Maurice Roman est né le 31 décembre 1922. Un dimanche. Il a été baptisé Maurice. Son père se prénommait Lucien; Maurice était son frère aîné, mort à la bataille d’Artois en mai 1915 à l’âge de 21 ans. De cet oncle si important par le nom qu’il lui a légué, il ne saura pourtant rien, ou presque ne le connaissant que par quelques photos, quelques souvenirs indirects et un portrait que son père conserva toute sa vie et que Maurice Roman dit être encore quelque part dans son grenier. Tout, d’après lui conspirait ainsi pour marquer son destin de signes funestes, aussi ne veut-il pas parler de sa vie sans en expliquer l’origine, sans évoquer ce double parrainage de la vie et de la mort, de la présence si lourde de la guerre proche juste avant sa naissance. Car, si à la fin de la guerre son père demanda à être nommé dans un misérable village retiré de Lozère, c’est parce qu’il avait besoin de retrouver une certaine confiance en l’humanité, croire en quelque chose de positif.

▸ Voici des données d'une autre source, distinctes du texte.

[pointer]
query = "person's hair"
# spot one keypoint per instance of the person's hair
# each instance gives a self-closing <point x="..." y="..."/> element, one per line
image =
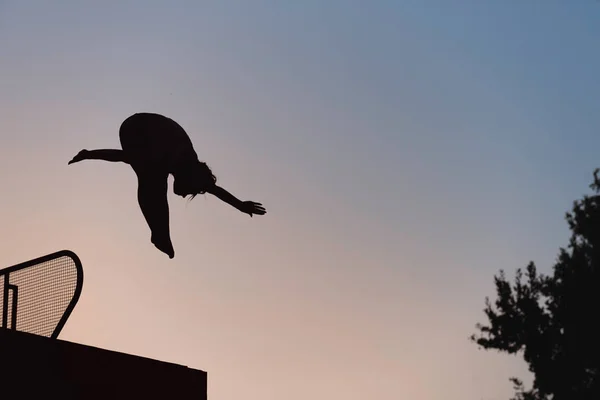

Lorsque Lucien Roman vint à La Roche, il n’y avait presque plus aucun homme jeune dans les villages. La guerre avait fait son œuvre macabre. Habitués à subir et obéir, les jeunes paysans de Lozère avaient été massacrés en si grand nombre que des villages entiers n’étaient plus composés que de femmes, d’enfants et de vieillards. Nombre d’entre eux sont alors devenus des villages morts. Mais, même si ce village avait été lourdement éprouvé, ce n’était cependant pas tout à fait le cas de La Roche.